De schrijver zou hier ook hebben kunnen zetten:
Op een dag, niemand thuis, dacht ik, knielde ik op de overloop voor onze eigen deur neer.
Maar dat alternatief voelt op de een of andere manier ingewikkeld. Doordat er drie zinsdelen achter elkaar staan, ieder eindigend op een komma doorzie je de structuur van dezin minder snel. De zin voelt brokkeliger. Met gedachtestreepjes krijg je:
Op een dag, niemand thuis – dacht ik –, knielde ik op de overloop voor onze eigen deur neer.
Maar dat legt net te veel nadruk op dat dacht ik, je kunt het eigenlijk niet gebruiken als er niet vrijwel onmiddellijk blijkt dat die gedachte volkomen misplaatst was. De haakjes staan je toe om de opmerking dat het hier om een gedachte ging tot je te nemen en onmiddellijk naar de achtergrond te plaatsen.

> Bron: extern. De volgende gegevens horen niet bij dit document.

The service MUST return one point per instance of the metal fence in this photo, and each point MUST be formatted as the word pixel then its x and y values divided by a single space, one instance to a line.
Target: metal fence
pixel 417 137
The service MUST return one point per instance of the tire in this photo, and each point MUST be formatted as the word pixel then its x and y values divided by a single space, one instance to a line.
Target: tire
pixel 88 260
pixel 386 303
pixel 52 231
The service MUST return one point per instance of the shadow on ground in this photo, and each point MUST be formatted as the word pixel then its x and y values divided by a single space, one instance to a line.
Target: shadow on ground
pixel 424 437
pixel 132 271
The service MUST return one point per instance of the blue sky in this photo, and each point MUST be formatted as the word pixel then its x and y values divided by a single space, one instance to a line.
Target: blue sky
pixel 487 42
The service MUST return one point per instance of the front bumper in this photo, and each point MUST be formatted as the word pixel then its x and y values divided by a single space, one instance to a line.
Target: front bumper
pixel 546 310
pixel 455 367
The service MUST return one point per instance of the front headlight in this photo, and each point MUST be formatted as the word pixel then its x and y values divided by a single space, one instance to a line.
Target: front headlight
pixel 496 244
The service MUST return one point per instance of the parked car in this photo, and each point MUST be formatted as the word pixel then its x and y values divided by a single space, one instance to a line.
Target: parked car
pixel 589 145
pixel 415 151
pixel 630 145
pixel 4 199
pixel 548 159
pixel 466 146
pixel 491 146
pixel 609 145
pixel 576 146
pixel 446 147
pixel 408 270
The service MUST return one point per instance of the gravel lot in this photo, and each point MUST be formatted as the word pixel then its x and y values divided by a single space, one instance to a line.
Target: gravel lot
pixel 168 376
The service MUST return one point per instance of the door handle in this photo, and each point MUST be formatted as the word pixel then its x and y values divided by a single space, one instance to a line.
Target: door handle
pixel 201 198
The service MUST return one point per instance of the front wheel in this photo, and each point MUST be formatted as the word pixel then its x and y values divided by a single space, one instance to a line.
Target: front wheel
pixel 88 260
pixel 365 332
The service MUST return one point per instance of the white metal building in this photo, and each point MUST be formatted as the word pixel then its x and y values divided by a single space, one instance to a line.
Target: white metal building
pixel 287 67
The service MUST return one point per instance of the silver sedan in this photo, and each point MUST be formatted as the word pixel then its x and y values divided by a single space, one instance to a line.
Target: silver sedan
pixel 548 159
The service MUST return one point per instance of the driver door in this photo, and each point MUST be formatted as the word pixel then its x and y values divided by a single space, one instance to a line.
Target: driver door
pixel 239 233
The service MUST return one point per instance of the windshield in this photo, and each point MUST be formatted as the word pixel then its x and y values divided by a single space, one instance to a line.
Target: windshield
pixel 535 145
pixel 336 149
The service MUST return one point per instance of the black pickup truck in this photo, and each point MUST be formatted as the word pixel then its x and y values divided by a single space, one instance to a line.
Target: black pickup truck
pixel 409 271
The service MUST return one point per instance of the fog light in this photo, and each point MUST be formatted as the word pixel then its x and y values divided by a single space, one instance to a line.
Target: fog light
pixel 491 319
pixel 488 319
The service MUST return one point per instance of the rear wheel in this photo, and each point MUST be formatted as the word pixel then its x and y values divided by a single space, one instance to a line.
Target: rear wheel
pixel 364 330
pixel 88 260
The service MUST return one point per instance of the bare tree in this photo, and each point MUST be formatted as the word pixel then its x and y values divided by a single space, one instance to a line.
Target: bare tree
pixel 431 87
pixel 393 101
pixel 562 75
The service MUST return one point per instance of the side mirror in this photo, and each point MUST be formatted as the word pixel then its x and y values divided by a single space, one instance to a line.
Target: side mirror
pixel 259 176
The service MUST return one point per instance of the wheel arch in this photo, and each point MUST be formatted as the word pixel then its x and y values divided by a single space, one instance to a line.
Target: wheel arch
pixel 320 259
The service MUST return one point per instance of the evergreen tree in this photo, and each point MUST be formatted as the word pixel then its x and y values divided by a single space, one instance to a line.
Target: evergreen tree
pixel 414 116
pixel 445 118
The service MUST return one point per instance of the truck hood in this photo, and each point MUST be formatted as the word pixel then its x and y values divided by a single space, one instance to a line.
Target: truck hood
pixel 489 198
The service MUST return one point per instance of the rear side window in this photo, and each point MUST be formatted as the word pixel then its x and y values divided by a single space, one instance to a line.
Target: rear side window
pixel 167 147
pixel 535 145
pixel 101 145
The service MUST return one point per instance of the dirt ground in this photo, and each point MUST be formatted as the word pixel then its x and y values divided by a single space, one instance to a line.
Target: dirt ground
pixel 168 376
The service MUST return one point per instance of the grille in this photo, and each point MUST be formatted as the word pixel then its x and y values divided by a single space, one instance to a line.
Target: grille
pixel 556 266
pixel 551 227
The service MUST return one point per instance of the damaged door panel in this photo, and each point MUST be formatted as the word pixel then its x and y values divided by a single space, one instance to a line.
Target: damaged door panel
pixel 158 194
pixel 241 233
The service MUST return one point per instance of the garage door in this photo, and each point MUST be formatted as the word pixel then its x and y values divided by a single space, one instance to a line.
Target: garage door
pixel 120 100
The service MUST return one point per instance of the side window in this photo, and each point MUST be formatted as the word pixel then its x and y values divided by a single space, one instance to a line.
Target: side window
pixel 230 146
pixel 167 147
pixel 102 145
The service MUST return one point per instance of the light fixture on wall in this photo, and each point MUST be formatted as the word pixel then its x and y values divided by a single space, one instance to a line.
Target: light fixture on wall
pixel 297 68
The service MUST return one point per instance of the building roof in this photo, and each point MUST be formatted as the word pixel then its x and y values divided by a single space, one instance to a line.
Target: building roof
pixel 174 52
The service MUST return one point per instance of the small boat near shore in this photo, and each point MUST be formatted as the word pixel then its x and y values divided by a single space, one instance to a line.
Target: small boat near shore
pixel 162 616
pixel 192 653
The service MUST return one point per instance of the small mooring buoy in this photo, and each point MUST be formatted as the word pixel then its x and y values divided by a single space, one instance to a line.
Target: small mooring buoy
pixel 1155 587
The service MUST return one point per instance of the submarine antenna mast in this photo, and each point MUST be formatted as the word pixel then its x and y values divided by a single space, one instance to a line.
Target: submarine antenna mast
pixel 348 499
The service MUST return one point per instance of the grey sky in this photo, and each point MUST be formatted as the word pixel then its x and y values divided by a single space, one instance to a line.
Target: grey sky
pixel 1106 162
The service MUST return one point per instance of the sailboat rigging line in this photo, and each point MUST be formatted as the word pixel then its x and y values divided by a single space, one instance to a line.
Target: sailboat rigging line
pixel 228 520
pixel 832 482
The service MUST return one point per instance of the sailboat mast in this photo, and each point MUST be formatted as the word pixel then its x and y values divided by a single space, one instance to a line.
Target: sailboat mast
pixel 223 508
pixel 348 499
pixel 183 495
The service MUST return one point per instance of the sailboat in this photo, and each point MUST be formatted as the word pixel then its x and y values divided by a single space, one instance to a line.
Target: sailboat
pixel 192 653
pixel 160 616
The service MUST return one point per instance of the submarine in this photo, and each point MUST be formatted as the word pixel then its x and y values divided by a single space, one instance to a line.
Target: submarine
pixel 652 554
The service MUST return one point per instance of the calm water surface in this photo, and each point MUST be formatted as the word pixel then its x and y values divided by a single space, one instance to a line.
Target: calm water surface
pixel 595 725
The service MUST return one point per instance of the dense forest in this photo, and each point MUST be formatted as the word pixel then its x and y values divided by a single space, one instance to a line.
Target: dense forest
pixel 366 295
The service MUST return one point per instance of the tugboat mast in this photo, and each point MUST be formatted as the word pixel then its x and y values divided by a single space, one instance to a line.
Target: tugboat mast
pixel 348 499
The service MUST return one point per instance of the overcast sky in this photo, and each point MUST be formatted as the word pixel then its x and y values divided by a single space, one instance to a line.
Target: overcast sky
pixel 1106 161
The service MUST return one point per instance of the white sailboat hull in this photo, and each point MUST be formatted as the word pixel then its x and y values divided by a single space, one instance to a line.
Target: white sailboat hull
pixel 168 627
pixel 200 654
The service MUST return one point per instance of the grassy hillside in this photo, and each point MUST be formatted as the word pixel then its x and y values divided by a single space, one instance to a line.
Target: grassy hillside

Van der Heijden maakt betrekkelijk lange zinnen en is alleen al daarom een grootverbruiker van zo’n beetje alle leestekens die je binnenin een zin kunt plaatsen, dus zeker ook van het gedachtestreepje en de komma. Maar de haakjes vind ik bijzonder opvallend – juist doordat ze uitdrukken dat bepaalde informatie achtergrondinformatie is, lijken ze meer met non-fictie te maken te hebben dan met fictie. Hoezo zou je bij fictie sommige dingen ‘op de achtergrond’ plaatsen.
De allereerste haakjes in De tandeloze tijd zijn bijvoorbeeld de volgende:
Mimiek, intonatie, gemak waarmee de wereld naar zich toe werd gepraat – hij leek nu inderdaad als twee druppels water op Orson Welles, die in The Third Man een pleidooi houdt voor het kwade en zijn gesprekspartner onder de neus wrijft wat het oorlogszuchtige Florence niet allemaal aan Da Vinci’s en Michelangelo’s had opgeleverd. (‘Zwitserland… nooit oorlog gevoerd, altijd neutraal gebleven. And what did it produce? The cuckoo-clock!’)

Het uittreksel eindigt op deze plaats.